Actelion Ltd and ReveraGen BioPharma Inc., a privately held company engaged in the discovery and development of proprietary therapeutic products for neuromuscular and inflammatory diseases, today announced that they have entered into an agreement. By this agreement, Actelion has obtained an exclusive option to in-license ReveraGen’s lead compound vamorolone for the treatment of Duchenne Muscular Dystrophy at two different stages in its development.
Vamorolone is a novel compound that has the potential to preserve muscle function and prolong ambulation, without some of the known side effects associated with corticosteroids currently in use. This is important especially for very young patients with Duchenne, where glucocorticoid therapy is not appropriate due to these side effects, which include growth stunting and immune suppression.
Jean-Paul Clozel, MD and Chief Executive Officer of Actelion, commented: “We have been very impressed by the pioneering work performed by Dr. Hoffman and his team at ReveraGen, and by the encouragement the development of vamorolone receives from the patient community. With our proven scientific, regulatory and marketing expertise in the area of orphan drugs, Actelion is ideally positioned to support the development of this new therapeutic approach, to benefit the boys affected by Duchenne Muscular Dystrophy and help those who care for them.”
Eric Hoffman, Chief Executive Officer of ReveraGen, commented: “Duchenne has been the focus of our efforts for many years, and we now have the chance to slow the progression of this devastating disease. The project has already greatly benefited from broad philanthropic support, and we are delighted with the option agreement, which will bring Actelion’s scientific and commercial competencies to the table, enabling vamorolone to rapidly reach patients with Duchenne and their families.”
ReveraGen is pursuing parallel clinical development for vamorolone in both the US and Europe.
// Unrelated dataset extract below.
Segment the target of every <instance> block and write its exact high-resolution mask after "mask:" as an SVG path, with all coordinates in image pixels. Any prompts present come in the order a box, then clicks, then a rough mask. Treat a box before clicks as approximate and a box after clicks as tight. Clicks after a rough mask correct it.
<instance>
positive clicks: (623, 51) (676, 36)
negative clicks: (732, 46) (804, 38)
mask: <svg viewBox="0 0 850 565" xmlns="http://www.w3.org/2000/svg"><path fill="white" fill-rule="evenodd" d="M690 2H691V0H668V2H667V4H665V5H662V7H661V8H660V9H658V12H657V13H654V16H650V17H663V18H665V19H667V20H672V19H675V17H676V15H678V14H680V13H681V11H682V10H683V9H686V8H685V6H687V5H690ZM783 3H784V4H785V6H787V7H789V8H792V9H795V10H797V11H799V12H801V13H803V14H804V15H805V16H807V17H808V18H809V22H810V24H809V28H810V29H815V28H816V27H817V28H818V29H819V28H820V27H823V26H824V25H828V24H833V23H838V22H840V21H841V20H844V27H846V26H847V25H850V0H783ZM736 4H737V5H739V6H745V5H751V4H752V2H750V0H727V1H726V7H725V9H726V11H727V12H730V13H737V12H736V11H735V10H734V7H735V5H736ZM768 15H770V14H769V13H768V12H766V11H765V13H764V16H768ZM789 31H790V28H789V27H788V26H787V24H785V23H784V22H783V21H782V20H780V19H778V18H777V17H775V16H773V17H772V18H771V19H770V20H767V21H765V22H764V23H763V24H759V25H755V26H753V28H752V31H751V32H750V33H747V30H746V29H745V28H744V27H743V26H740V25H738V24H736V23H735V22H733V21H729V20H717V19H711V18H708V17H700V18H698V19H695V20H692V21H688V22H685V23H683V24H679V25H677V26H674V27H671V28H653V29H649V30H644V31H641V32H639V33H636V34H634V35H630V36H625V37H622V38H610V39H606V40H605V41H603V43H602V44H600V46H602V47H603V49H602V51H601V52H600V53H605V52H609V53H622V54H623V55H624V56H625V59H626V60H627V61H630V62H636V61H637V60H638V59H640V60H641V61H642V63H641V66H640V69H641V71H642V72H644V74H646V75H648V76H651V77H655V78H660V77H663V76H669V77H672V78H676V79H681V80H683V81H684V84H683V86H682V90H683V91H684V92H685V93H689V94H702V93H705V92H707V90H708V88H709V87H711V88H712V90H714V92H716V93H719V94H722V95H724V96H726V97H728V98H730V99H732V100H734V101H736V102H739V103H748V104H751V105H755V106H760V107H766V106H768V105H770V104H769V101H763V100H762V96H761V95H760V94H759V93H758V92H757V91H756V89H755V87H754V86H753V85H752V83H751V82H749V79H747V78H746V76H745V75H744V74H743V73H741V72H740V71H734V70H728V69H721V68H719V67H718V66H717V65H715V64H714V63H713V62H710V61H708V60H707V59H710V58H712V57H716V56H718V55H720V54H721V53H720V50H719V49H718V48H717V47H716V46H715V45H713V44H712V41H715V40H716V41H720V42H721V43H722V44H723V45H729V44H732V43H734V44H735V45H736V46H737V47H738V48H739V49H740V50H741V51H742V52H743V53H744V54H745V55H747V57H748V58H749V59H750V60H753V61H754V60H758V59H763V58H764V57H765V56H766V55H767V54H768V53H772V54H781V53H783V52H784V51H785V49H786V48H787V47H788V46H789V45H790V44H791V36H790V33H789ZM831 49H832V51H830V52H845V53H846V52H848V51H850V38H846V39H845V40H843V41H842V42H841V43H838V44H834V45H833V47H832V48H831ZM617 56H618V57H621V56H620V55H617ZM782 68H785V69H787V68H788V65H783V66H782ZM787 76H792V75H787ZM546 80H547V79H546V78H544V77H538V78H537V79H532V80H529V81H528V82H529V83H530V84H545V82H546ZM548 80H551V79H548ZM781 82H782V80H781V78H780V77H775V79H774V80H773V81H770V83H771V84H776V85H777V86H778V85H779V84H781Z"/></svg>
Phase I clinical trials were completed in late 2015, funded through venture philanthropy contracts by organizations including the Duchenne Research Fund, Muscular Dystrophy Association (USA), Joining Jack (UK), and Duchenne Children’s Trust (UK).
A Phase IIa program is currently underway and investigates the safety and efficacy of vamorolone in 4-7 year old steroid-naïve boys with Duchenne (patients that have not taken prednisone or deflazacort). The DMD clinical program is being developed and run by a collaboration between the CINRG group and Newcastle University (Kate Bushby and Michela Guglieri). A Phase IIb program is in the planning stage.